Serco scrapped these initial plans after the woman raised concerns about being removed from her existing support network in Liverpool, where she's involved with Merseyside Solidarity Knows No Borders (MSKNB), a grassroots campaign group, and Refugee Women Connect, a charity.

Comfort Etim, an advocacy officer at Refugee Women connect and a former professional footballer and asylum seeker, said the charity has worked with this woman for years. She told the ECHO: "It's important that we continue the support that we've been giving to her. She has gone through a lot, the asylum system is a lot for her mental health."

A spokesperson said Serco "understood the resident's concerns and cancelled that suggestion three days after proposing it". They told the ECHO: "We actively try to ensure that when moves take place, people are not isolated away from the support networks they've built."

The company proposed moving her to another address elsewhere in Liverpool instead. Following the first of two protests organised by MSKNB and tenants' union Acorn, Serco further revised its plans. The spokesperson said: "We have spoken to the occupant on a number of occasions to explain the reasons for the move and more recently offered her a flat within her current building which has become available."

But for the woman being asked to move, that doesn't make up for what would be yet another move from where she calls home. She said: "It's hard, even my brain can't take it anymore. I feel like they're treating me like I'm not a human being, taking me here, taking me there."

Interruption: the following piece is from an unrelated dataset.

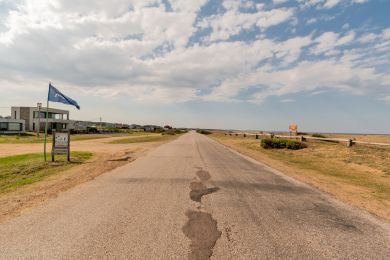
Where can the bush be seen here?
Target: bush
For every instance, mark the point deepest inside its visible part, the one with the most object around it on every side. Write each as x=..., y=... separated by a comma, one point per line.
x=276, y=143
x=203, y=131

A report released by Refugee Action this month said dispersal accommodation, which is allocated on a 'no choice' basis, "is often inappropriate and in very poor condition". The report said: "Following the introduction of the mandatory dispersal policy in April 2022, people seeking asylum can be moved around the UK without regard to local connections."

Preventing "inappropriate dispersal" requires advocacy often not available to people in the asylum system, according to the charity. That's why people gathered outside the woman's home in Toxteth, including Princes Park councillor Tom Logan, who said he was there to "show people that they're not on their own, and that there is some level of solidarity and support".

Serco said it's asking the woman to move "because she is currently living alone in a property which is suitable for a couple with a baby". Its spokesperson blamed "well documented pressures" on asylum accommodation for this need "to make full use of all available accommodation".

The backlog of asylum cases has left people waiting months or even years for their applications to be processed by the Home Office. It's testing the ability of the current system of housing asylum seekers to cope with such delays.

A year of difficulty sourcing private rental accommodation in communities has led to the government's widespread use of accommodation at military sites, hotels, B&Bs and detention centres, according to the University of Oxford's Migration Observatory.

A Home Office spokesperson said: "We have always been upfront about the unprecedented pressure being placed on our asylum system, brought about by a significant increase in dangerous and illegal journeys into the country. We continue to work across government and with local authorities to identify a range of accommodation options."